そして、本商品の大きな特徴である“顔”は、バンダイの「デジタル彩色」という技術で作られている。デジタル彩色とはいわば“印刷”ともいえる技術で、PC上で作った彩色データをそのまま立体印刷することで、クオリティを維持しつつ大量生産を可能とした。もちろん原型のデータ製作は試行錯誤をくり返していく。PC上のモデルは自由に拡大・縮小できるので、データ上で細部まで作り込み、そこから商品のサイズで“印刷”して作り込んでいった。
顔に関しては本物に近い“造形”と“印刷”の2つの要素をリアルにしなくてはならない。印刷側だけで似せようとしてもいわば「メイクでごまかす」形になってしまい、似なくなる。ブルース・リーの資料は映像や本などの2Dのもののみであり、究極の所では永尾氏の“腕”で「S.H.Figuarts ブルース・リー」の完成度は生み出されている。永尾氏は映像を見たり資料を探し様々な角度のブルース・リーの顔を見てデータを作り込んでいったという。
デジタル彩色が生み出すリアルな“顔”、ブルース・リーがこれだけ似せられるならば、今後も様々な人物がフィギュア化されるのだろうか? 二条氏は「実は課題が多い」と語る。特に女性の顔の表現は難しいという。特にデジタル彩色は彫りの深いメリハリのある男性を表現するにはぴたりと“ハマる”のだが、きれいでムラのない女性の顔を再現するには、リアルさ一辺倒とは違った表現方法が必要かもしれないというのだ。
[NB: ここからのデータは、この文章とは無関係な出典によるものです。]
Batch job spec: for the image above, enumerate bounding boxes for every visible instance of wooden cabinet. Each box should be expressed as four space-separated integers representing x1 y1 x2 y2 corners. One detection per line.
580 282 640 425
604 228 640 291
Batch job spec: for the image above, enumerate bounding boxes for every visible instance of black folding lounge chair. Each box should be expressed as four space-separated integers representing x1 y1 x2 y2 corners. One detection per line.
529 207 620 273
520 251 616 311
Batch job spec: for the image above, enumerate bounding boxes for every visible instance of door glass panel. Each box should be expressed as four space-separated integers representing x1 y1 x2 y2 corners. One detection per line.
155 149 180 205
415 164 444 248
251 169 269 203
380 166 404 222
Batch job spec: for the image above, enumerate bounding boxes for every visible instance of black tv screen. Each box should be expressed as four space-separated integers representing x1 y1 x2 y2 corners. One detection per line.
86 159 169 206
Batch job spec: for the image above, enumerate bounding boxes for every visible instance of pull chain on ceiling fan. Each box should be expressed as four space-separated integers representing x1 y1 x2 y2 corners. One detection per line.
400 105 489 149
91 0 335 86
「彫りの深い白人女性ならありかもしれないんですが、日本のアイドルのかわいらしさを再現するには、リアルなだけでは伝わらないかもしれない。女性を再現するには、男性とは違ったノウハウが必要になるかもしれないと思っています。結構デリケートなんですよ」と二条氏は語った。
造形の永尾氏は顔と共に、ズボン部分に特にこだわったとのことだ。どの足のポーズでも破綻しているように見えないしわのデザインは特に注意した。そして、可動を実現させるための関節のわずかな隙間といったレベルまで原型師は担当するという。ちなみに永尾氏は「S.H.Figuarts ブルース・リー」でカッと目を見開いた表情パーツがお気に入りだ。この表情はほとんど1シーンでしか見せず、しかも写真も正面のものばかりで横顔といった資料もなかったため、再現するにはかなり苦労したという。
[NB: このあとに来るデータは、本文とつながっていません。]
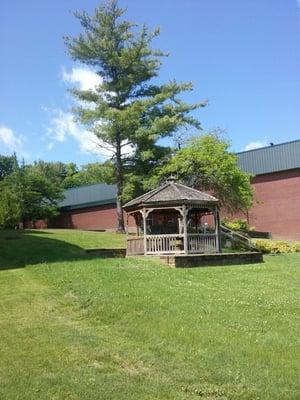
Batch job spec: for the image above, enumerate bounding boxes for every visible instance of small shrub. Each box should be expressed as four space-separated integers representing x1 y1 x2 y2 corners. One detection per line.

本商品で最もリテイクを重ねられた部分はやはり顔の表情である。表情の選択も含め、何度もキャッチボールを繰り返して現在の原型となった。ズボンの股の表現、蹴りのポーズをいかに美しくするかというところは強くこだわった部分だという。
そして、顔の印刷データは写真の取り込みだけでは「S.H.Figuarts ブルース・リー」のクオリティは出せないと二条氏は強調した。「デジタル彩色技術があると、一見簡単に写真を貼り付ければリアルにできるという印象を与えがちですが、職人のセンスと蓄積された技術に負うところが大きい」と二条氏は語った。
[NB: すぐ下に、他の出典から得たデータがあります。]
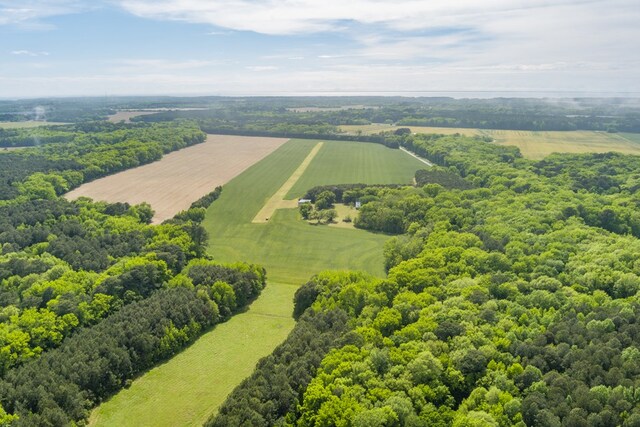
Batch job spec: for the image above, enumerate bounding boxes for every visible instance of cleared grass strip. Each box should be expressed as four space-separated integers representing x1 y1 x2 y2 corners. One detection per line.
251 142 324 223
89 283 297 427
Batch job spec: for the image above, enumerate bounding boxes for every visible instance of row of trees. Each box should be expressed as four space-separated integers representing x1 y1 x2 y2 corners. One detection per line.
135 98 640 133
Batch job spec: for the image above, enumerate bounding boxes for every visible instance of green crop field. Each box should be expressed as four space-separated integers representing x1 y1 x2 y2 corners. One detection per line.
287 141 425 199
91 140 424 426
341 124 640 159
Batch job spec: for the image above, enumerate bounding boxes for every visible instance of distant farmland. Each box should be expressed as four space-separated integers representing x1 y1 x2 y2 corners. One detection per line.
340 124 640 159
0 120 66 129
90 140 424 427
66 135 287 223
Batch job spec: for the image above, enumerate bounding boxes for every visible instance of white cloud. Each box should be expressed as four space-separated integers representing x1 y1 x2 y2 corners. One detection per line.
245 65 280 71
112 59 222 73
11 50 49 56
0 0 89 28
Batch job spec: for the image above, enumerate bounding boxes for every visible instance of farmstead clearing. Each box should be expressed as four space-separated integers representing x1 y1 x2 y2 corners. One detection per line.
90 140 425 427
66 135 287 224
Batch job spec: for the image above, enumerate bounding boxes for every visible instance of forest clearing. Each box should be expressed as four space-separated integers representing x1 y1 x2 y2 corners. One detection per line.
0 120 66 129
66 135 287 224
92 140 424 426
340 124 640 160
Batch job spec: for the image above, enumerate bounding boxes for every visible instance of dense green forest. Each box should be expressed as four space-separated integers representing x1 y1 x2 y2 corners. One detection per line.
209 135 640 427
0 122 266 426
0 97 640 427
「S.H.Figuarts ブルース・リー」は開発者達の溢れるばかりの熱い思い入れと、それを再現する原型師の技、そしてそれをきちんと製品化するバンダイの技術によって生み出されたのが今回のインタビューで改めて確認できた。そして生産技術という点でも、本商品は見逃せない作品であることも感じた。これまで玩具職人達が手作業で生み出していたクオリティを“印刷”で再現しようとする試みは、注目していきたいところだ。
このバンダイの技術はこれまで以上に凝った彩色を一定のクオリティで大量生産を可能にする。もちろんこの技術でこれまでの手作業が全てなくなるわけではない。アニメキャラクターは筆の質感が必要なデザインも多いだろうし、素材によっても手法は変わってくるだろう。しかし、「S.H.Figuarts ブルース・リー」が提示した新しいフィギュア表現、そしてそれを可能にした技術の蓄積はやはり驚かされた。さらなる発展とはどのようなものになるのか、期待したい。